Using sound theoretical, empirical, and simulation tools, researchers at EnergyEcoLab explore market design and policy issues that arise in the transition to a low carbon economy. EnergyEcoLab is based at Universidad Carlos III de Madrid, and has various links with researchers worldwide.
ELECTRIC CHALLENGES is an ERC Consolidator Grant funded project led by Natalia Fabra at Universidad Carlos III de Madrid. Its main objective is to analyze regulatory and market-based solutions aimed at achieving the energy transition at least cost.
We propose to push out the frontier in the area of Energy and Environmental Economics by carrying out policy-relevant research on a pressing issue: how to achieve the low-carbon transition at least cost. In the context of electricity markets, some of the issues we will explore include: the potential to change households’ demand patterns through dynamic pricing, the scope for renewables to depress wholesale market prices, and the design and performance of the auctions for renewable investments. The project will run from September 2018 until September 2024.
The fight against climate change is one of world’s most pressing challenges.
The rise in global carbon concentration over the last decades is 10 times faster than any sustained rise in CO2 over the past 800.000 years.
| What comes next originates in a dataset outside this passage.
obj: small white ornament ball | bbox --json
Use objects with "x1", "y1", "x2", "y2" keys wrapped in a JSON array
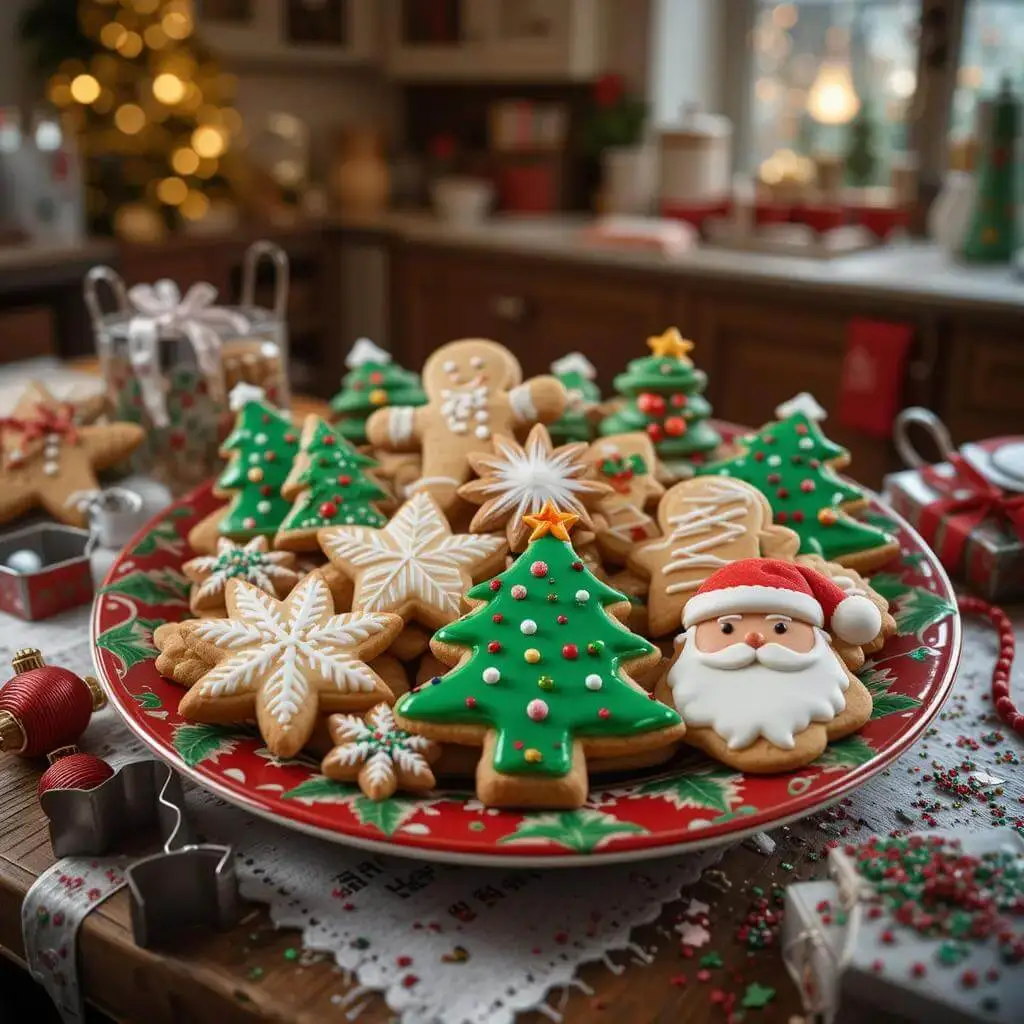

Reducing carbon emissions is technically possible and economically desirable: what stops us from achieving it?
Setting out ambitious environmental targets is necessary, but equally important is to design cost-minimizing policies to achieve them.
Without cost-minimizing solutions, climate change policies will not get the societal and political support they need to succeed.
The power sector has a key role in limiting global emissions: transform renewable resources into energy that other polluting sectors can use.
Electricity markets open up exciting opportunities to expand our understanding of broad economic issues in great detail.